I think it might be feasible to fix this by changing dvp_rp2_pio.py to buffer each row of pixels in SRAM. Have one DMA transfer from PIO to the SRAM buffer paced by DREQ_PIOn_RXm, then a second DMA transfer from the SRAM buffer to PSRAM. These transfers would need to be synchronized, and the read/write addresses reset back to the start of the SRAM buffer after each row. Possibly with interrupts, or with another DMA if interrupts prove to be infeasible for some reason.
For the second DMA, it might be necessary to use the QMI direct mode paced by DREQ_XIP_QMITX. Section 4.4.3 of the RP2350 datasheet states "QMI serial transfers force lengthy bus stalls on the DMA" and "stalling the DMA prevents any other active DMA channels from making progress during this time". Sounds like if the second DMA were to use the normal XIP memory mapped interface, it will cause stalls on the first DMA channel too. The QMI direct mode should prevent that problem.
I do have a couple concerns with the QMI direct mode. First is that if the processor attempts to read from flash (eg. to execute code) while direct mode is in use, a bus error can occur, causing the CPU to freeze. Second is that the qmi_hw->direct_csr needs to be configured correctly for each transfer, which could not be done from an interrupt because of the first concern. I think these can be resolved by simply using another DMA instead of interrupts (actually, 2 DMAs with a control block sequence).
If QMI direct mode is needed, will probably be helpful to reference the PSRAM datasheet during development. I believe the 8-bit write command (0x02 or 0x38) will need to be issued, followed by the 24-bit address, followed by the data.

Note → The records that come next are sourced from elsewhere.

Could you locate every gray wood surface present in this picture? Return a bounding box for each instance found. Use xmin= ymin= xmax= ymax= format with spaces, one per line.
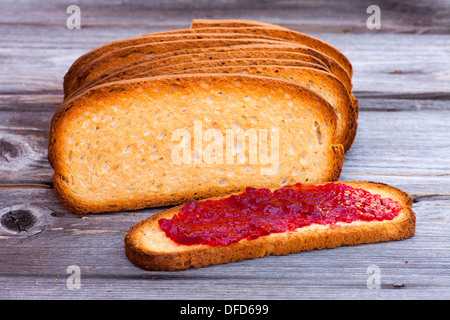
xmin=0 ymin=0 xmax=449 ymax=300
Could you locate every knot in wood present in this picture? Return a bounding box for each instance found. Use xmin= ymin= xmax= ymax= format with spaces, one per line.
xmin=1 ymin=209 xmax=36 ymax=232
xmin=0 ymin=138 xmax=22 ymax=163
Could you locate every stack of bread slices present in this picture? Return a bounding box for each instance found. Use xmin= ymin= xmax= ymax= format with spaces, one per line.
xmin=48 ymin=19 xmax=416 ymax=271
xmin=49 ymin=19 xmax=358 ymax=214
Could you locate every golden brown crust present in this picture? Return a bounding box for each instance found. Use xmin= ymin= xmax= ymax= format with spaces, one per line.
xmin=180 ymin=27 xmax=354 ymax=97
xmin=124 ymin=181 xmax=415 ymax=271
xmin=190 ymin=19 xmax=288 ymax=30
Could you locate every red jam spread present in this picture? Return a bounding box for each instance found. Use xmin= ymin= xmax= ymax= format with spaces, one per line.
xmin=158 ymin=183 xmax=402 ymax=246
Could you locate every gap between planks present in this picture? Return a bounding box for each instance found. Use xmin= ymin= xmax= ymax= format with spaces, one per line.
xmin=0 ymin=184 xmax=52 ymax=190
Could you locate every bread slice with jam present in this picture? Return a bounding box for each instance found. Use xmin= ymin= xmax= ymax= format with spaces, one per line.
xmin=125 ymin=181 xmax=415 ymax=271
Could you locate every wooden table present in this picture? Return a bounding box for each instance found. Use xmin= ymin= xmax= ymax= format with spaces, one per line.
xmin=1 ymin=0 xmax=449 ymax=300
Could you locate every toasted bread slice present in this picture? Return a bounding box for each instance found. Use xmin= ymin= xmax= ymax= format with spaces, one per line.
xmin=65 ymin=37 xmax=296 ymax=97
xmin=49 ymin=74 xmax=344 ymax=214
xmin=124 ymin=181 xmax=415 ymax=271
xmin=63 ymin=29 xmax=196 ymax=86
xmin=150 ymin=25 xmax=353 ymax=80
xmin=63 ymin=32 xmax=293 ymax=97
xmin=190 ymin=20 xmax=353 ymax=78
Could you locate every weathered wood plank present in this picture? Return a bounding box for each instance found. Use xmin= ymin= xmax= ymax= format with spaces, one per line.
xmin=0 ymin=188 xmax=448 ymax=299
xmin=1 ymin=0 xmax=449 ymax=34
xmin=341 ymin=107 xmax=450 ymax=194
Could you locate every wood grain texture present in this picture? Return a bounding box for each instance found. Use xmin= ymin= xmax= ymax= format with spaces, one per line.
xmin=0 ymin=0 xmax=449 ymax=300
xmin=1 ymin=0 xmax=448 ymax=33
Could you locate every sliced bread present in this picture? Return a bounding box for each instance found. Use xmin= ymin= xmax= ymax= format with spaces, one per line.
xmin=49 ymin=74 xmax=344 ymax=214
xmin=124 ymin=181 xmax=415 ymax=271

Also, if QMI direct mode is used, then probably need to change the camera driver to only actually read from the camera when read() is called to ensure the processor doesn't try to access flash. Although this will make read() take longer, other processes will probably run faster since the camera driver won't be always slamming the QSPI bus, which is almost certainly a bottleneck.